When was the last time I boasted about my weaknesses? Rather than boasting I am more likely to curse. I notice there seems to be a distinction between thorns and weaknesses. Paul had weaknesses in his body, maybe from aging, or maybe from birth. The thorn he was given was from Satan. Whatever he had wasn't being removed.

I praise you because I am fearfully and wonderfully made; your works are wonderful, I know that full well”. Psa 139:14. 

How should I respond to what God allows? I am to be focused on Christ and who I am in His eyes. I may have thorns, but I am a beautiful creation. The purpose of the thorn is to keep my attention and reliance on my creator. Instead of using them as swords for battle, rather I should use S-words, God's word, which is sharper than any two-edged sword,. Heb 4:12. It is one that can both cut and heal. It is a discerner of the intents of the heart. It is both sharp words and soft words…S-words.

In today's world we are fighting for our rights...racial, religious, moral, cultural, gender, children and elderly. Our resistance to peace only sharpens our thorns and turns them to swords. Everyone is left bleeding.

We are all seeking peace. We get further away with every conversation. “Christ said “Think not that I am come to bring peace; I came not to send peace, but a sword”. Mat 10:34. That tells me that the fight is important, but there is a way to fight. I don’t take my own sword in hand, but I let His sword bring about victory while I stand in truth of who I am.

I don't stand blind to my adversary and I don’t taunt in retaliation. I don't spend my time looking at the thorns on the roses.
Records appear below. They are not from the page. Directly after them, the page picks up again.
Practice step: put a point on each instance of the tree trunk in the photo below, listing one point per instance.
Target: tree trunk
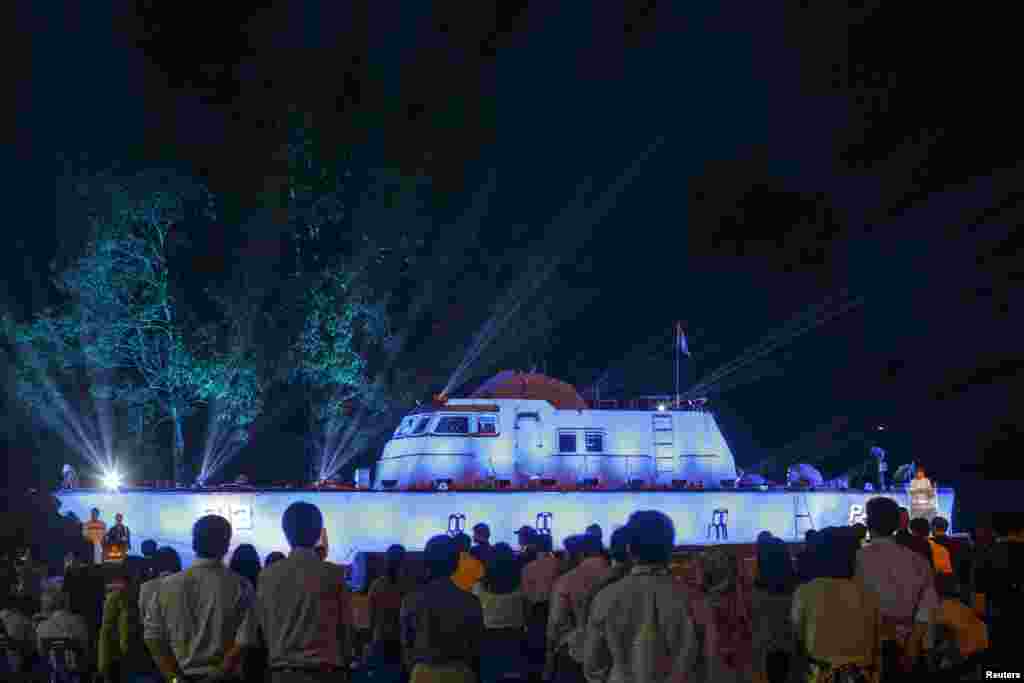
(179, 450)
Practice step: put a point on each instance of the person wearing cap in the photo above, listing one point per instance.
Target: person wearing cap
(441, 625)
(639, 628)
(190, 627)
(482, 550)
(525, 536)
(302, 613)
(565, 635)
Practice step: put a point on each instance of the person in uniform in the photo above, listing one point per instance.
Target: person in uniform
(119, 538)
(923, 502)
(70, 478)
(95, 531)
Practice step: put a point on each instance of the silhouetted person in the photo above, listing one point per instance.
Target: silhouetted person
(302, 607)
(119, 534)
(190, 628)
(481, 539)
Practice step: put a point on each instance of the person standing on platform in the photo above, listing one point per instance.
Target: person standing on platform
(119, 534)
(565, 635)
(923, 499)
(190, 628)
(69, 478)
(469, 569)
(95, 531)
(302, 608)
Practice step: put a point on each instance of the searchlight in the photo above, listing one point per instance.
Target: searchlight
(112, 479)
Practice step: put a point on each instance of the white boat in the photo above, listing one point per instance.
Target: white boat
(523, 428)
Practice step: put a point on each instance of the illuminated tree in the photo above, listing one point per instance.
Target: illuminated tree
(125, 313)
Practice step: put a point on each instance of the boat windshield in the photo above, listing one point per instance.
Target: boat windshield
(421, 426)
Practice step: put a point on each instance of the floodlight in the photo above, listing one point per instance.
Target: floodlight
(112, 479)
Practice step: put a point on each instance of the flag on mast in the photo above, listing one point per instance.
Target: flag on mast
(681, 339)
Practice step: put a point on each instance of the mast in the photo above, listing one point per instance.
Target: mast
(677, 366)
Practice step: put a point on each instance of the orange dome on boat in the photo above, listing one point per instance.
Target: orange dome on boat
(530, 386)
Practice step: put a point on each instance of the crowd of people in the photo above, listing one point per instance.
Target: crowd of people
(880, 601)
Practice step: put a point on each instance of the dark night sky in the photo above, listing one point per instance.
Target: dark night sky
(829, 174)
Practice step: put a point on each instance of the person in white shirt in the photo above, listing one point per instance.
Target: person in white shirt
(60, 624)
(904, 583)
(923, 504)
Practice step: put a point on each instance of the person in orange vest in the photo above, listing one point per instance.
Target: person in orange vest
(95, 531)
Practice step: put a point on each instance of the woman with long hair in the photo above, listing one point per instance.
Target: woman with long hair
(722, 615)
(123, 655)
(246, 562)
(505, 609)
(385, 598)
(771, 602)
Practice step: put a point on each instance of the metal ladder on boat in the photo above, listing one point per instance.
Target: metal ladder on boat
(801, 511)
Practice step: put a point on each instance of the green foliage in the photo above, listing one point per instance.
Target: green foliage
(123, 317)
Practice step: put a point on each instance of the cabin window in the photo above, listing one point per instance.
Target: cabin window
(421, 426)
(487, 424)
(406, 426)
(453, 424)
(566, 441)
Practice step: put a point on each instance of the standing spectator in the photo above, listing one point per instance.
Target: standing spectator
(166, 562)
(982, 543)
(639, 628)
(60, 624)
(538, 581)
(190, 628)
(95, 531)
(999, 580)
(470, 569)
(565, 635)
(386, 594)
(441, 625)
(940, 556)
(620, 568)
(505, 610)
(904, 584)
(245, 562)
(771, 604)
(302, 608)
(482, 548)
(526, 536)
(837, 620)
(119, 534)
(15, 624)
(722, 616)
(908, 540)
(955, 637)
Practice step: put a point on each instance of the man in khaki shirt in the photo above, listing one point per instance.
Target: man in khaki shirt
(302, 608)
(441, 625)
(190, 626)
(639, 628)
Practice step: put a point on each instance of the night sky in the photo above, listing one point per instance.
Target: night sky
(806, 153)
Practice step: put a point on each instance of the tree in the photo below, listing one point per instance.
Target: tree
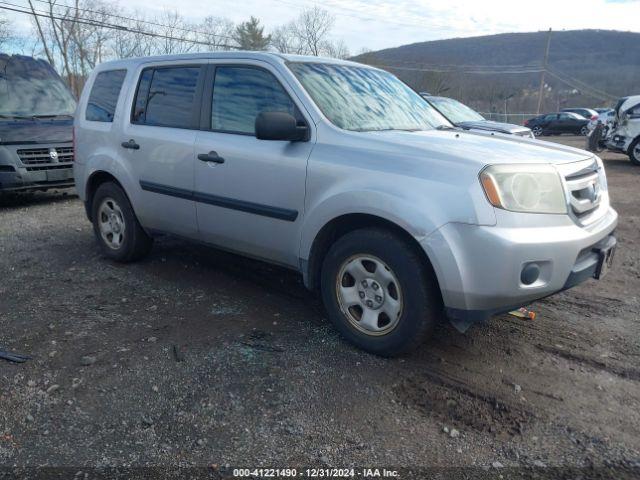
(309, 34)
(217, 32)
(5, 31)
(250, 35)
(312, 29)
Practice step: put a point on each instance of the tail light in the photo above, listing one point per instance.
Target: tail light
(73, 143)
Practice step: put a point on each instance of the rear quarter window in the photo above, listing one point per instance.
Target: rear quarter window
(103, 98)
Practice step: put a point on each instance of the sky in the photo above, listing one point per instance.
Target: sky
(377, 24)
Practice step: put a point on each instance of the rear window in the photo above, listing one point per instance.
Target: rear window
(104, 95)
(166, 97)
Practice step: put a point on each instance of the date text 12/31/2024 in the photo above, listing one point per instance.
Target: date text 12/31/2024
(314, 473)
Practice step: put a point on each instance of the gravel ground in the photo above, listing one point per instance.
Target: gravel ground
(194, 357)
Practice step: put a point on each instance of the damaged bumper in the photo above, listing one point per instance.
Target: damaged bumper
(484, 271)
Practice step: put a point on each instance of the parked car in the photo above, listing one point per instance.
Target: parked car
(606, 116)
(339, 171)
(36, 125)
(625, 136)
(468, 119)
(588, 113)
(558, 123)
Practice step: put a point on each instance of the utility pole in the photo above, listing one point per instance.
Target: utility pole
(545, 62)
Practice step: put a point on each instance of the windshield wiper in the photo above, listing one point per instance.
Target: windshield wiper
(55, 115)
(17, 117)
(387, 130)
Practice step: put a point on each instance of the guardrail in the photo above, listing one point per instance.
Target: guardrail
(516, 118)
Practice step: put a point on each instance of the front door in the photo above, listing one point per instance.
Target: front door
(249, 193)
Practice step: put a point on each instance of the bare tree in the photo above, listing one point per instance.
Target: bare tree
(217, 32)
(173, 25)
(250, 35)
(309, 34)
(286, 40)
(337, 49)
(5, 31)
(129, 42)
(312, 29)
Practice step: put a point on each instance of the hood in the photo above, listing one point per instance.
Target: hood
(493, 126)
(467, 147)
(35, 131)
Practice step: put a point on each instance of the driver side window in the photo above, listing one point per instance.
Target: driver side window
(240, 94)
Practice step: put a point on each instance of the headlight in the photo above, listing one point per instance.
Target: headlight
(524, 188)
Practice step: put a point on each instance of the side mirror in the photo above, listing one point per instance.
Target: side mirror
(279, 126)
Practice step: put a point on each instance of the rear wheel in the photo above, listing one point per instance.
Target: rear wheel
(116, 227)
(379, 293)
(634, 152)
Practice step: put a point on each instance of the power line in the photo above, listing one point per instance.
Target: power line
(122, 17)
(461, 70)
(40, 13)
(359, 16)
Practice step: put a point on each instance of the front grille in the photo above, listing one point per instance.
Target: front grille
(46, 158)
(586, 192)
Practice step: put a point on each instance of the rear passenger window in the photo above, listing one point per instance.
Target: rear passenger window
(104, 96)
(166, 97)
(241, 93)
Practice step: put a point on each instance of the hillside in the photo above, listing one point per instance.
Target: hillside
(604, 60)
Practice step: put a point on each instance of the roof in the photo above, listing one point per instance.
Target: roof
(271, 57)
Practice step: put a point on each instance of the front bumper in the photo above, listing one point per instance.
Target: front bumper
(619, 143)
(19, 180)
(479, 268)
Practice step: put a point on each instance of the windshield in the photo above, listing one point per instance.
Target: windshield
(31, 88)
(455, 111)
(364, 99)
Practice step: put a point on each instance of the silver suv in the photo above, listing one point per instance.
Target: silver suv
(341, 172)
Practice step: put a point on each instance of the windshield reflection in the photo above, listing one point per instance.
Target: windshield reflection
(365, 99)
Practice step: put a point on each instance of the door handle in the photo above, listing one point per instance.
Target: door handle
(131, 144)
(210, 157)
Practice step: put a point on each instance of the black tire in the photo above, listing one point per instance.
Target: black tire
(421, 301)
(136, 243)
(634, 155)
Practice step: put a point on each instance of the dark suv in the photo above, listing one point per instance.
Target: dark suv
(36, 126)
(558, 123)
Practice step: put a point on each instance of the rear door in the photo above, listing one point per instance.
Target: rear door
(567, 123)
(253, 202)
(159, 140)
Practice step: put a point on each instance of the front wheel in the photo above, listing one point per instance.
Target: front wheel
(379, 293)
(634, 152)
(116, 227)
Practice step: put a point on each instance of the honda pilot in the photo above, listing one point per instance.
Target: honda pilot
(343, 173)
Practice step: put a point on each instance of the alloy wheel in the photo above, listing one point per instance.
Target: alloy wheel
(369, 294)
(112, 224)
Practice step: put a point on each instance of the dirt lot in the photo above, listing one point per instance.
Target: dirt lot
(265, 381)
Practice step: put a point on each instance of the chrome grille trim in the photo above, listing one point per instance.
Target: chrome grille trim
(47, 156)
(585, 192)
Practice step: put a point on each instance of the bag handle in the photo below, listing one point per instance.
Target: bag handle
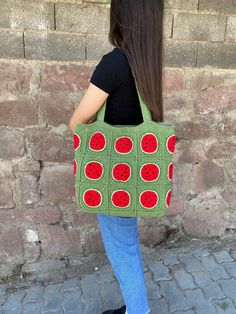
(145, 111)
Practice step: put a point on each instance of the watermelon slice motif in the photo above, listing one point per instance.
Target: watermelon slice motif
(76, 141)
(170, 171)
(92, 198)
(149, 143)
(120, 198)
(148, 199)
(75, 167)
(97, 141)
(123, 145)
(168, 197)
(93, 170)
(121, 172)
(170, 144)
(149, 172)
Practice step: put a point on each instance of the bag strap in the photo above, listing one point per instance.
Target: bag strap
(145, 111)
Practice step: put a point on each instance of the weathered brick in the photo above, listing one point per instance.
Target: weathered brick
(203, 222)
(205, 175)
(222, 6)
(87, 18)
(199, 27)
(190, 130)
(176, 206)
(177, 54)
(174, 102)
(65, 77)
(11, 44)
(18, 113)
(11, 250)
(81, 219)
(26, 166)
(221, 150)
(27, 188)
(6, 196)
(14, 78)
(181, 179)
(92, 242)
(182, 4)
(54, 46)
(190, 152)
(229, 194)
(217, 55)
(168, 21)
(56, 109)
(231, 28)
(26, 14)
(31, 252)
(226, 127)
(96, 47)
(12, 143)
(52, 147)
(231, 169)
(173, 80)
(57, 183)
(55, 241)
(219, 99)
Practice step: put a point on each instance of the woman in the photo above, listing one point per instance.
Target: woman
(136, 31)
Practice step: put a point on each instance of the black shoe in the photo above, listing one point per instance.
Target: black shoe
(121, 310)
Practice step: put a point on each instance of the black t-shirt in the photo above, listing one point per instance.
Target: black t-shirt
(114, 76)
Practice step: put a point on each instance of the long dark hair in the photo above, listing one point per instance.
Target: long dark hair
(136, 26)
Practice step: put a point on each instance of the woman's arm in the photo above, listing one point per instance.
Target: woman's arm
(88, 107)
I know enough not to touch them and when I do then I am fiercely aware of the pain they can cause. My attention is drawn to the beauty of the flower.

My beauty and worth as a whole being, fashioned by the creator as one who can find glory and grace, is where my focus needs to be. God deals with me in gentleness, yet His gentleness may look different than what I expect. He knows what He allows me are opportunities to be strengthened. I have a free will and can move away or draw near, unlike the rose.

Scripture tells us Paul had been shipwrecked, beaten, thrown in prison, and now was being misunderstood in the church he built. Because he allowed his weaknesses to humble rather than humiliate, he was able to find a supernatural strength. “We are afflicted in every way, but not crushed; perplexed, but not despairing; persecuted, but not forsaken; struck down, but not destroyed; always carrying about in the body the dying of Jesus, so that the life of Jesus also may be manifested in our body”. 2 Cor. 4:8-10.

They put a crown of thorns on Jesus’s head. The weakness of a man displayed on the Son of God was just another way of Him relying on the grace of His Father. Surely He took our sins and weaknesses, but He looked and saw beyond them and glorified God.

 Three days after I received my roses, the petals fell. We live a short time and fade as the grass, James 1:9-11. Oh, may I not look down on the thorn that I have been given, but always bring praise to God in spite of it and gather strength from it.